In blocking the AT_{1} receptor, fimasartan inhibits vasoconstriction, favouring vasodilation. At the kidney and adrenal gland, AT_{1} blockage and prevention of aldosterone formation increase excretion of water and salt by the kidneys, which decreases overall blood volume. At the heart, AT_{1} blockage decreases contractility and the stimulatory effects of the sympathetic nervous system. Collectively, fimasartan leads to a reduction in blood pressure and alleviation of hypertensive symptoms. ARBs like fimasartan have also shown to be protective against stroke, myocardial infarction, and heart failure. Fimasartan has been shown to reduce cardiac hypertrophy, fibrosis, remodelling, and unnecessary cell proliferation via blockage of AT_{1} activation conceivably through decreased Endothelin 1 production, a result of AT1 activation. Fimastartan can also block TGF-β1 production (also AT_{1} dependent), which contributes to fibrosis and ventricular damage post-infarct. After ARB administration, mice showed improved prognosis after a myocardial infarction, though further studies still need to be done to assess fimasartan's specific effects on decreasing cardiovascular damage.

== Side effects ==
Side effects
In clinical trials, fimasartan was well tolerated in all patients. However, higher dosing (360 mg/day) was accompanied by increased dizziness (most likely due to the momentary decrease in blood pressure) and headaches in a low number of patients.
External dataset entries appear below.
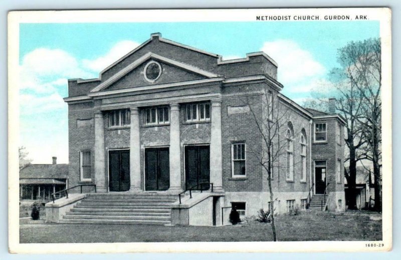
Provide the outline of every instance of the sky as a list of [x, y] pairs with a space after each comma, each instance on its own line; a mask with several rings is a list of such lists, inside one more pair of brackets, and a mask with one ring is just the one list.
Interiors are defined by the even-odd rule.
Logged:
[[379, 36], [377, 21], [22, 24], [20, 146], [32, 163], [68, 162], [67, 79], [97, 78], [119, 58], [160, 33], [224, 59], [263, 51], [278, 64], [283, 94], [302, 104], [330, 89], [337, 49]]

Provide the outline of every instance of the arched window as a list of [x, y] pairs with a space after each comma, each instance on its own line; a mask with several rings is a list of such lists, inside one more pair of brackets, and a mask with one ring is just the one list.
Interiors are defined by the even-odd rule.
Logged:
[[286, 180], [289, 181], [294, 181], [294, 130], [292, 124], [288, 123], [288, 126], [286, 133], [286, 161], [287, 174]]
[[301, 131], [299, 142], [301, 144], [301, 181], [306, 181], [306, 133], [305, 129]]

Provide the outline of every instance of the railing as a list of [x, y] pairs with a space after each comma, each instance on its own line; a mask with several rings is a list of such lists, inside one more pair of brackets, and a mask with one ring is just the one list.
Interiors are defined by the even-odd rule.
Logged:
[[308, 197], [306, 198], [306, 203], [307, 203], [308, 208], [309, 208], [309, 206], [310, 206], [310, 199], [312, 198], [312, 189], [313, 188], [313, 186], [315, 185], [315, 183], [312, 183], [312, 187], [310, 187], [309, 189], [309, 193], [308, 194]]
[[[326, 188], [324, 189], [324, 193], [323, 193], [323, 198], [324, 199], [324, 205], [326, 205], [326, 194], [327, 193], [327, 187], [329, 186], [330, 183], [327, 183], [326, 185]], [[320, 200], [320, 209], [323, 210], [323, 200]]]
[[[197, 184], [196, 184], [195, 185], [192, 186], [192, 187], [191, 187], [189, 189], [182, 191], [182, 192], [181, 192], [180, 193], [179, 193], [178, 194], [178, 198], [179, 199], [179, 204], [181, 204], [181, 195], [182, 194], [185, 193], [186, 191], [189, 190], [189, 198], [192, 198], [192, 190], [194, 189], [195, 188], [196, 188], [196, 190], [199, 190], [199, 188], [199, 188], [199, 186], [200, 185], [200, 193], [202, 193], [202, 191], [203, 191], [203, 190], [204, 190], [204, 189], [203, 188], [203, 185], [206, 185], [206, 184], [208, 184], [210, 186], [212, 186], [212, 192], [213, 192], [213, 183], [212, 183], [212, 182], [202, 182], [202, 183], [198, 183]], [[209, 188], [208, 188], [207, 189], [209, 189]], [[205, 190], [207, 190], [207, 189], [205, 189]]]
[[95, 192], [96, 192], [96, 184], [80, 184], [77, 185], [77, 186], [74, 186], [74, 187], [71, 187], [71, 188], [68, 188], [68, 189], [63, 189], [63, 190], [60, 190], [60, 191], [57, 191], [57, 192], [55, 192], [54, 193], [52, 193], [52, 197], [53, 199], [53, 203], [54, 203], [55, 200], [55, 195], [56, 194], [61, 193], [62, 192], [65, 192], [66, 193], [66, 196], [67, 198], [68, 198], [68, 190], [70, 190], [71, 189], [73, 189], [74, 188], [76, 188], [77, 187], [81, 187], [81, 193], [82, 193], [82, 186], [93, 186], [95, 187]]

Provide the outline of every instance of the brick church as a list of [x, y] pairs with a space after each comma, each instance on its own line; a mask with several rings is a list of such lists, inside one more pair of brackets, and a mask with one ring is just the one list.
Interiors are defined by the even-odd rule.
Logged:
[[[96, 193], [84, 187], [81, 204], [92, 198], [86, 213], [69, 219], [134, 219], [107, 217], [99, 205], [108, 198], [114, 204], [105, 208], [135, 214], [129, 201], [140, 198], [146, 208], [168, 198], [159, 202], [172, 224], [225, 224], [232, 206], [241, 217], [257, 215], [270, 201], [261, 164], [267, 130], [258, 118], [280, 126], [271, 148], [275, 212], [344, 210], [345, 122], [335, 100], [329, 113], [306, 109], [281, 94], [283, 87], [264, 53], [224, 60], [159, 33], [98, 78], [69, 80], [69, 186], [96, 186]], [[96, 196], [103, 200], [97, 207]], [[101, 217], [88, 216], [94, 211]]]

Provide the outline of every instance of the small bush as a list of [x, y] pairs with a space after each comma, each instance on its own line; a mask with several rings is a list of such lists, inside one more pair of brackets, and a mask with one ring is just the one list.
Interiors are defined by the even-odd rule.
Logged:
[[32, 220], [38, 220], [39, 219], [39, 213], [40, 207], [36, 202], [34, 202], [32, 204], [32, 212], [31, 213], [31, 216], [32, 217]]
[[241, 221], [240, 218], [240, 214], [237, 211], [235, 207], [231, 208], [231, 212], [230, 212], [230, 222], [233, 225], [236, 225]]
[[263, 208], [259, 209], [258, 211], [258, 218], [256, 220], [261, 223], [269, 223], [270, 222], [270, 211], [266, 210], [266, 211]]

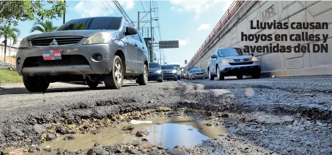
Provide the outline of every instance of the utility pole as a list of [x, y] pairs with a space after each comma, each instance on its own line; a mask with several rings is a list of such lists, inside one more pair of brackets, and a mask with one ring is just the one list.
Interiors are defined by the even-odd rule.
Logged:
[[[65, 1], [63, 1], [63, 2], [64, 2], [64, 4], [65, 4]], [[65, 11], [63, 12], [63, 24], [64, 24], [64, 23], [65, 23], [65, 20], [64, 19], [65, 18]]]
[[140, 31], [140, 12], [139, 12], [139, 20], [138, 21], [138, 24], [137, 24], [137, 28], [139, 29], [139, 31]]
[[151, 7], [151, 1], [150, 1], [150, 26], [151, 30], [151, 44], [150, 45], [151, 48], [150, 48], [150, 62], [153, 62], [153, 49], [152, 49], [152, 45], [153, 44], [153, 34], [152, 34], [152, 8]]

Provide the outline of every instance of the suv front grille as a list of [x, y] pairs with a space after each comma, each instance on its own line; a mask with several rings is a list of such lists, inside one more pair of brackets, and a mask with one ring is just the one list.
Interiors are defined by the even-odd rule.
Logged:
[[51, 38], [39, 38], [34, 39], [31, 40], [32, 46], [47, 47], [55, 39], [57, 43], [57, 45], [68, 45], [77, 44], [82, 37], [57, 37]]
[[232, 62], [228, 63], [230, 65], [242, 65], [242, 64], [250, 64], [253, 63], [253, 61], [245, 62]]
[[62, 55], [60, 60], [44, 60], [42, 56], [33, 56], [24, 60], [24, 67], [53, 66], [72, 65], [89, 65], [89, 61], [81, 55]]
[[[249, 59], [242, 59], [243, 60], [243, 61], [248, 61]], [[241, 62], [241, 59], [234, 59], [234, 62]]]

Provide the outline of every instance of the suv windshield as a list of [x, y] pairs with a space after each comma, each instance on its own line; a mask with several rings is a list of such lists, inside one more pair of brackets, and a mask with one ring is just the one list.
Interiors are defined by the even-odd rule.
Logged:
[[81, 19], [71, 21], [58, 28], [56, 31], [116, 30], [119, 28], [120, 23], [120, 17], [100, 17]]
[[164, 65], [164, 69], [174, 69], [174, 66], [171, 65]]
[[157, 63], [150, 63], [149, 64], [149, 68], [160, 68], [160, 65]]
[[227, 48], [219, 49], [218, 50], [219, 56], [229, 56], [238, 55], [250, 55], [248, 53], [246, 53], [239, 48]]
[[204, 70], [202, 69], [191, 69], [191, 72], [201, 72], [201, 71], [204, 71]]
[[188, 71], [190, 71], [190, 70], [191, 70], [191, 69], [192, 69], [192, 68], [195, 68], [194, 67], [188, 67], [188, 69], [187, 69], [187, 70], [188, 70]]

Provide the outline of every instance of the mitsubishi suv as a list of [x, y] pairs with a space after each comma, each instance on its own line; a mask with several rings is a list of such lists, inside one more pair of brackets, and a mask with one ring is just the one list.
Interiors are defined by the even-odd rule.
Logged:
[[103, 81], [106, 88], [118, 89], [124, 79], [147, 85], [147, 49], [142, 34], [123, 17], [88, 18], [24, 38], [16, 67], [30, 92], [69, 81], [86, 81], [92, 88]]
[[215, 76], [223, 80], [225, 76], [236, 76], [242, 79], [243, 75], [251, 75], [253, 79], [260, 75], [260, 64], [253, 54], [244, 52], [242, 48], [223, 48], [213, 53], [208, 67], [210, 80]]

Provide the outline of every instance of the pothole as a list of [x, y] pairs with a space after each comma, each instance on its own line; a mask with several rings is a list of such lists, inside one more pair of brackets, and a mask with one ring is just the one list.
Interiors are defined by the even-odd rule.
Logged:
[[[142, 147], [155, 145], [163, 148], [188, 147], [202, 143], [204, 140], [219, 139], [221, 135], [224, 135], [227, 132], [222, 125], [209, 125], [209, 120], [201, 119], [199, 117], [185, 116], [183, 112], [178, 109], [177, 111], [170, 112], [163, 117], [124, 122], [102, 129], [97, 134], [62, 135], [55, 139], [44, 142], [40, 146], [42, 150], [40, 153], [50, 150], [56, 152], [55, 151], [58, 148], [74, 151], [92, 148], [94, 145], [102, 147], [126, 143], [129, 145]], [[138, 136], [138, 131], [148, 134]], [[68, 136], [75, 136], [75, 139], [64, 140]]]

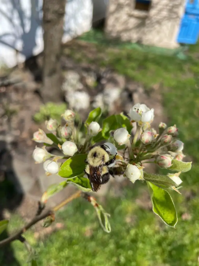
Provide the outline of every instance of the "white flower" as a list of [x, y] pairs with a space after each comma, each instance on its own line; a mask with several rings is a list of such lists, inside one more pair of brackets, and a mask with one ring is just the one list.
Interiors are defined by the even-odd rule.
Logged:
[[104, 143], [106, 150], [112, 155], [115, 155], [118, 153], [117, 148], [115, 146], [110, 142], [106, 142]]
[[184, 147], [184, 143], [181, 140], [177, 139], [171, 145], [171, 149], [176, 152], [181, 151]]
[[71, 92], [67, 100], [71, 107], [78, 111], [87, 109], [90, 105], [90, 97], [85, 92]]
[[48, 138], [44, 131], [40, 129], [38, 131], [36, 131], [34, 133], [32, 139], [38, 143], [44, 143], [51, 145], [53, 143], [52, 140]]
[[114, 139], [119, 145], [126, 144], [130, 136], [126, 129], [123, 127], [116, 130], [113, 135]]
[[73, 156], [77, 151], [76, 144], [72, 141], [65, 141], [62, 146], [62, 149], [65, 155]]
[[128, 115], [132, 121], [151, 123], [154, 117], [154, 110], [150, 109], [145, 104], [137, 103], [131, 109]]
[[36, 163], [38, 164], [45, 161], [46, 159], [52, 156], [51, 153], [47, 151], [45, 146], [42, 148], [36, 147], [32, 154], [33, 159]]
[[64, 120], [67, 122], [68, 121], [73, 121], [75, 118], [75, 113], [72, 110], [66, 110], [61, 116], [63, 117]]
[[129, 178], [132, 183], [134, 183], [136, 180], [143, 178], [143, 168], [139, 165], [134, 165], [128, 164], [124, 176]]
[[96, 136], [100, 129], [100, 126], [97, 122], [93, 121], [88, 126], [88, 132], [91, 136]]
[[55, 119], [51, 118], [48, 121], [46, 121], [46, 127], [49, 131], [56, 131], [56, 129], [59, 125], [59, 123]]
[[176, 173], [175, 174], [167, 174], [167, 175], [170, 178], [175, 182], [177, 186], [179, 186], [182, 182], [182, 181], [179, 177], [181, 172]]
[[44, 163], [43, 167], [46, 172], [51, 174], [57, 174], [59, 170], [59, 167], [57, 163], [50, 160], [47, 160]]
[[61, 129], [61, 135], [62, 138], [67, 138], [72, 135], [72, 131], [70, 127], [62, 127]]

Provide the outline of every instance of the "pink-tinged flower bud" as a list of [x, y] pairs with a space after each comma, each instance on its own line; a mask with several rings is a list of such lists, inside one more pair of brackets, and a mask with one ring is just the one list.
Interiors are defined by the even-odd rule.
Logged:
[[44, 131], [40, 129], [38, 131], [36, 131], [34, 133], [32, 139], [38, 143], [47, 143], [51, 145], [53, 143], [52, 140], [48, 138]]
[[161, 143], [164, 144], [170, 144], [172, 139], [171, 135], [164, 135], [161, 139]]
[[165, 123], [163, 123], [162, 122], [161, 122], [159, 124], [158, 127], [159, 128], [163, 128], [163, 129], [165, 129], [167, 127], [166, 124]]
[[172, 180], [175, 182], [177, 186], [179, 186], [182, 183], [182, 181], [179, 177], [180, 174], [181, 173], [176, 173], [175, 174], [167, 174], [167, 175]]
[[178, 153], [174, 159], [176, 160], [178, 160], [178, 161], [182, 161], [183, 158], [185, 157], [185, 155], [184, 154], [183, 154], [181, 151], [180, 151]]
[[53, 156], [47, 151], [44, 146], [42, 148], [36, 147], [32, 154], [32, 156], [36, 163], [38, 164], [45, 161], [47, 159]]
[[157, 131], [154, 128], [151, 128], [150, 130], [154, 134], [157, 134]]
[[59, 125], [59, 123], [55, 119], [51, 118], [48, 121], [46, 121], [46, 125], [47, 129], [49, 131], [56, 131]]
[[114, 132], [114, 139], [119, 145], [126, 144], [131, 136], [126, 128], [122, 127], [117, 129]]
[[70, 138], [72, 135], [72, 130], [70, 127], [62, 127], [61, 128], [61, 136], [66, 139]]
[[100, 126], [97, 122], [93, 121], [88, 126], [89, 134], [91, 136], [96, 136], [100, 130]]
[[178, 129], [176, 127], [175, 125], [172, 127], [170, 127], [167, 129], [167, 133], [173, 137], [176, 137], [178, 135]]
[[124, 174], [124, 176], [129, 178], [133, 183], [136, 180], [143, 178], [144, 168], [138, 164], [134, 165], [128, 164]]
[[170, 154], [163, 154], [158, 155], [156, 158], [158, 165], [163, 168], [168, 168], [171, 165], [173, 159]]
[[65, 141], [62, 146], [62, 149], [65, 155], [73, 156], [77, 151], [76, 144], [72, 141]]
[[140, 136], [141, 141], [144, 144], [148, 144], [153, 142], [158, 136], [151, 130], [144, 131]]
[[172, 151], [178, 152], [181, 151], [184, 147], [184, 143], [181, 140], [177, 139], [171, 145], [170, 149]]
[[51, 174], [57, 174], [59, 170], [59, 166], [57, 163], [50, 160], [46, 161], [43, 166], [45, 172]]
[[64, 114], [62, 115], [64, 120], [67, 122], [68, 121], [73, 121], [75, 118], [75, 113], [71, 110], [66, 110]]

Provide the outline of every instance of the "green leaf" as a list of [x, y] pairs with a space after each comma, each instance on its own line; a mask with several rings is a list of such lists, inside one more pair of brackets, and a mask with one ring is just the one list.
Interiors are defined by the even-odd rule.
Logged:
[[103, 122], [102, 135], [107, 139], [110, 136], [110, 132], [119, 128], [118, 122], [115, 115], [113, 115], [105, 118]]
[[182, 172], [184, 173], [188, 172], [191, 168], [192, 162], [185, 163], [185, 162], [181, 162], [178, 160], [172, 160], [172, 165], [167, 169], [177, 172]]
[[32, 260], [31, 262], [31, 266], [37, 266], [37, 263], [35, 260]]
[[87, 154], [79, 154], [71, 157], [62, 164], [58, 172], [62, 177], [70, 178], [80, 174], [84, 172], [86, 165], [85, 160]]
[[84, 192], [90, 191], [91, 188], [88, 178], [84, 177], [83, 175], [84, 174], [83, 174], [76, 177], [68, 178], [67, 182], [70, 184], [73, 184]]
[[49, 138], [49, 139], [50, 139], [51, 140], [53, 141], [54, 143], [55, 143], [55, 144], [57, 144], [57, 145], [58, 145], [59, 143], [60, 145], [62, 145], [63, 144], [63, 143], [62, 140], [59, 140], [56, 136], [55, 136], [52, 133], [48, 133], [46, 134], [46, 135], [48, 138]]
[[132, 128], [131, 124], [131, 122], [128, 118], [121, 113], [119, 115], [115, 115], [118, 123], [120, 126], [120, 127], [126, 127], [127, 130], [130, 133]]
[[144, 178], [146, 181], [163, 185], [168, 187], [176, 186], [176, 184], [167, 176], [162, 174], [154, 174], [144, 172]]
[[110, 136], [110, 131], [121, 127], [126, 127], [129, 133], [132, 128], [130, 121], [126, 117], [121, 113], [119, 115], [113, 115], [105, 119], [103, 122], [102, 135], [107, 139]]
[[92, 197], [90, 198], [90, 203], [96, 211], [101, 226], [105, 232], [110, 233], [111, 228], [108, 218], [110, 216], [110, 214], [106, 212], [101, 205], [98, 204], [94, 198]]
[[100, 107], [98, 107], [91, 111], [89, 113], [87, 120], [85, 122], [85, 126], [89, 125], [93, 121], [98, 122], [102, 112]]
[[41, 199], [42, 202], [46, 202], [50, 198], [60, 191], [68, 185], [67, 181], [62, 181], [58, 184], [53, 184], [50, 186], [42, 195]]
[[151, 193], [153, 211], [168, 225], [174, 227], [178, 221], [176, 211], [167, 191], [148, 182]]
[[102, 132], [100, 131], [96, 136], [93, 138], [92, 143], [94, 144], [97, 142], [99, 142], [104, 139], [104, 138], [102, 135]]
[[2, 220], [0, 221], [0, 234], [3, 231], [6, 230], [9, 222], [8, 220]]

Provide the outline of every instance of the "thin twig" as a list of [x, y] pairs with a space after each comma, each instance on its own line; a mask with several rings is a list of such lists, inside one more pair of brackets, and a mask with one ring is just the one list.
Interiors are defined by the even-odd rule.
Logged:
[[47, 210], [45, 211], [44, 213], [38, 216], [36, 216], [29, 223], [28, 223], [24, 227], [19, 230], [18, 232], [14, 235], [12, 236], [9, 236], [9, 237], [3, 239], [2, 241], [0, 241], [0, 247], [3, 246], [4, 245], [6, 244], [8, 244], [10, 242], [14, 240], [17, 239], [20, 239], [20, 236], [26, 231], [29, 229], [29, 228], [34, 225], [36, 223], [39, 221], [41, 220], [42, 220], [46, 217], [47, 217], [51, 214], [52, 214], [53, 212], [51, 210]]
[[[80, 197], [81, 195], [81, 192], [80, 190], [79, 190], [77, 192], [75, 193], [70, 197], [64, 201], [60, 204], [56, 206], [52, 210], [50, 209], [46, 210], [45, 211], [44, 211], [41, 214], [39, 215], [38, 215], [37, 214], [39, 212], [38, 210], [38, 211], [35, 216], [26, 225], [24, 226], [14, 235], [12, 236], [11, 236], [7, 238], [0, 241], [0, 247], [5, 245], [9, 244], [9, 243], [12, 241], [18, 239], [20, 240], [21, 242], [24, 242], [24, 240], [25, 240], [25, 239], [21, 236], [21, 235], [25, 233], [28, 229], [39, 221], [43, 220], [44, 218], [50, 215], [53, 215], [54, 213], [54, 212], [59, 210], [60, 208], [66, 205], [67, 203], [73, 200]], [[41, 210], [40, 208], [40, 205], [39, 203], [39, 206], [38, 210]]]
[[74, 200], [75, 199], [80, 197], [81, 195], [81, 191], [80, 190], [79, 190], [77, 192], [76, 192], [76, 193], [75, 193], [74, 194], [73, 194], [70, 197], [69, 197], [69, 198], [68, 198], [66, 199], [66, 200], [62, 201], [60, 204], [55, 206], [53, 209], [53, 211], [57, 211], [58, 210], [59, 210], [62, 207], [66, 205], [67, 203], [68, 203], [69, 202], [73, 200]]

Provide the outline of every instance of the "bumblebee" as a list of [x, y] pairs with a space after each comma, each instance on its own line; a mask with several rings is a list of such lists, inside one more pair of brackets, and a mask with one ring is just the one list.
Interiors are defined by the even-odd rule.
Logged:
[[109, 168], [115, 164], [116, 154], [110, 159], [110, 153], [106, 149], [107, 148], [109, 147], [104, 144], [92, 148], [85, 160], [88, 164], [84, 171], [93, 191], [98, 191], [101, 185], [109, 180], [110, 175], [114, 177], [113, 172]]

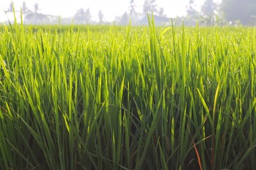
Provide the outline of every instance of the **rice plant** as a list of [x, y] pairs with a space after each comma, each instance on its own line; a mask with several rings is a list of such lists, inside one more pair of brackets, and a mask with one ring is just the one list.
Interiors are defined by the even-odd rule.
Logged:
[[1, 26], [1, 169], [254, 169], [256, 28]]

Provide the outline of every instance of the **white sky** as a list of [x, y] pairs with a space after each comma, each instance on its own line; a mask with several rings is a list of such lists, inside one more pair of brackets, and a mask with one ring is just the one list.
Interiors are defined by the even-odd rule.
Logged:
[[[205, 0], [195, 0], [195, 4], [201, 6]], [[116, 16], [122, 16], [124, 11], [129, 10], [130, 0], [13, 0], [14, 7], [19, 10], [22, 2], [26, 1], [29, 9], [33, 10], [33, 4], [38, 4], [38, 12], [61, 16], [63, 17], [73, 16], [78, 9], [83, 8], [90, 8], [92, 20], [97, 20], [98, 12], [102, 10], [104, 18], [108, 21], [112, 21]], [[134, 0], [137, 11], [141, 12], [143, 8], [144, 0]], [[186, 6], [189, 0], [156, 0], [159, 7], [164, 8], [164, 13], [168, 17], [186, 15]], [[220, 2], [221, 0], [215, 0]], [[0, 21], [7, 20], [7, 16], [4, 12], [9, 7], [11, 0], [0, 0]], [[13, 16], [9, 16], [13, 20]]]

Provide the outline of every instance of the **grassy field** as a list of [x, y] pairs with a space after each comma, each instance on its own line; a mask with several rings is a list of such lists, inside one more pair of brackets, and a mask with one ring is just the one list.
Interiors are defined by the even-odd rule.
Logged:
[[255, 169], [256, 28], [0, 30], [1, 169]]

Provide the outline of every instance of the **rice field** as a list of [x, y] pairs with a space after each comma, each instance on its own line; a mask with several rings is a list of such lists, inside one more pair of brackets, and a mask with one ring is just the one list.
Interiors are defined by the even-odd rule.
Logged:
[[1, 26], [1, 169], [255, 169], [256, 28]]

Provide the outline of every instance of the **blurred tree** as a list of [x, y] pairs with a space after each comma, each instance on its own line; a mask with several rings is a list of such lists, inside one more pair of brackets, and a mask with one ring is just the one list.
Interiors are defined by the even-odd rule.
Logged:
[[127, 12], [124, 12], [124, 14], [121, 16], [119, 23], [120, 25], [128, 25], [129, 22], [129, 18]]
[[223, 0], [220, 9], [229, 22], [256, 24], [255, 0]]
[[24, 15], [28, 14], [31, 12], [31, 11], [29, 10], [28, 8], [27, 7], [26, 1], [23, 1], [22, 3], [21, 10], [22, 10], [22, 13]]
[[103, 15], [103, 13], [102, 13], [102, 11], [101, 10], [99, 11], [98, 17], [99, 17], [99, 20], [100, 20], [100, 23], [103, 23], [104, 15]]
[[36, 3], [34, 4], [34, 13], [37, 13], [39, 11], [39, 5], [38, 3]]
[[153, 12], [154, 14], [159, 14], [159, 9], [156, 2], [156, 0], [145, 0], [143, 5], [143, 13], [145, 14]]
[[6, 11], [9, 12], [9, 13], [13, 12], [13, 3], [12, 2], [10, 3], [9, 7], [8, 8], [8, 9]]
[[217, 16], [217, 5], [213, 0], [206, 0], [201, 8], [201, 11], [205, 23], [208, 26], [214, 23], [215, 18]]
[[129, 4], [129, 4], [129, 9], [130, 16], [132, 16], [133, 14], [136, 14], [137, 12], [136, 12], [136, 10], [135, 10], [136, 5], [135, 5], [135, 3], [134, 3], [134, 0], [131, 0]]
[[89, 8], [85, 11], [85, 10], [81, 8], [78, 10], [77, 13], [73, 16], [73, 19], [75, 23], [87, 24], [90, 23], [91, 17], [92, 16]]
[[195, 26], [196, 21], [200, 18], [200, 13], [195, 9], [195, 1], [189, 0], [189, 4], [186, 6], [186, 16], [184, 19], [184, 23], [186, 26]]
[[164, 8], [161, 8], [160, 10], [159, 10], [159, 16], [166, 16], [165, 14], [164, 14]]

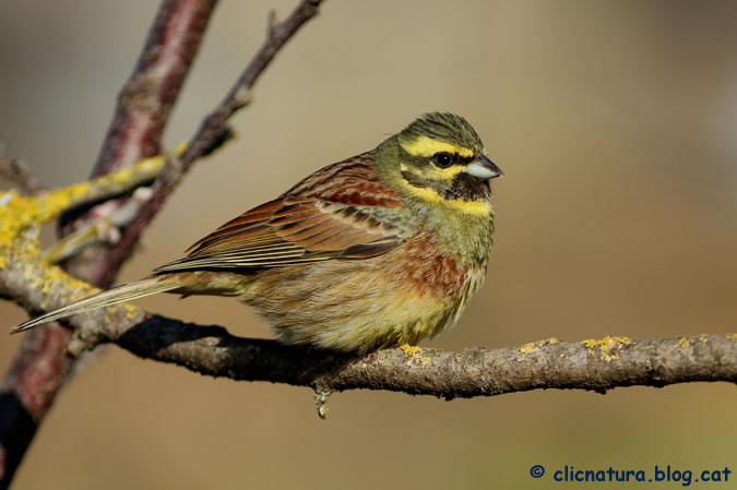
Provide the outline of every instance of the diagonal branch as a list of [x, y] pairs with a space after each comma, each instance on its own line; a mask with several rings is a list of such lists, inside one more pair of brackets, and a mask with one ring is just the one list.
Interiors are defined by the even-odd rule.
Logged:
[[[264, 47], [245, 72], [250, 74], [239, 81], [236, 87], [242, 85], [248, 92], [286, 40], [317, 14], [319, 3], [302, 0], [285, 23], [270, 31]], [[95, 165], [94, 176], [161, 153], [162, 133], [215, 4], [216, 0], [163, 1], [135, 70], [118, 97], [116, 115]], [[74, 275], [99, 286], [109, 286], [115, 280], [141, 232], [186, 170], [230, 138], [225, 123], [247, 101], [240, 89], [231, 96], [226, 97], [226, 101], [231, 101], [223, 106], [224, 110], [214, 111], [207, 119], [211, 122], [202, 124], [198, 135], [191, 140], [188, 153], [169, 168], [167, 177], [154, 190], [148, 205], [140, 206], [140, 219], [133, 220], [117, 246], [112, 249], [87, 249], [86, 254], [67, 264]], [[25, 242], [31, 243], [33, 240]], [[0, 256], [0, 261], [2, 259]], [[10, 262], [14, 263], [16, 259], [20, 256]], [[0, 392], [0, 411], [3, 413], [0, 419], [0, 489], [10, 485], [37, 425], [72, 368], [72, 362], [61, 348], [69, 337], [70, 331], [58, 324], [50, 324], [26, 336], [4, 378]]]
[[128, 259], [143, 229], [148, 226], [192, 164], [223, 139], [224, 133], [228, 131], [227, 121], [250, 101], [250, 91], [259, 76], [297, 31], [318, 14], [320, 3], [321, 0], [301, 0], [284, 22], [270, 25], [263, 45], [228, 94], [202, 121], [185, 154], [179, 159], [174, 159], [156, 181], [152, 199], [143, 205], [136, 219], [126, 228], [119, 244], [109, 254], [107, 264], [110, 268], [117, 270]]
[[[80, 285], [48, 273], [43, 263], [0, 271], [0, 295], [23, 298], [31, 310], [57, 308]], [[32, 277], [28, 277], [28, 276]], [[44, 280], [46, 288], [34, 288]], [[93, 292], [88, 290], [81, 294]], [[388, 390], [444, 397], [492, 396], [538, 389], [590, 390], [665, 386], [694, 381], [737, 382], [737, 335], [583, 342], [556, 338], [502, 349], [460, 352], [405, 346], [365, 357], [275, 340], [240, 338], [222, 326], [203, 326], [111, 307], [73, 316], [72, 355], [114, 343], [145, 359], [175, 363], [218, 378], [270, 381], [316, 391]]]

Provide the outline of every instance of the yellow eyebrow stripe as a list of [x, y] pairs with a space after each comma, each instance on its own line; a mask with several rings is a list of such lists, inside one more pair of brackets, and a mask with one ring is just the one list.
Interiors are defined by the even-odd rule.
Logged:
[[456, 146], [444, 141], [432, 140], [428, 136], [417, 136], [414, 141], [401, 142], [400, 145], [405, 152], [413, 156], [432, 156], [440, 152], [455, 153], [461, 158], [474, 156], [474, 152], [468, 148]]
Other side effects such as diarrhea, syncope, and cold feet were also experienced in a low number of subjects, which all resolved without medical intervention.

== Pharmacology ==
Fimasartan is rapidly absorbed and has minimal accumulation in the body 7 days after administration. Fimasartan possesses a half-life of 9 to 16 hours, appropriate for daily dosing. Fimasartan was found to be effective in fasted or fed states, with a variety of dosing regimens. In trials, the maximum effects of the drug occurred slightly after the maximum plasma concentration (T-max) was achieved, which occurs 30 minutes to 3 hours after dosing. Fimasartan was found mostly in unmetabolized form in the plasma and in bile excretions. Urinary elimination of the drug was low, at less than 3% 24 hours after administration, entailing that the fimasartan does not undergo renal excretion.

== Society and culture ==
=== Brand names ===
The drug is also available in Russia as Канарб (Kanarb). Fimasartan is being marketed in India under the brand name of Fimanta and Fimagen through Ajanta Pharma Ltd.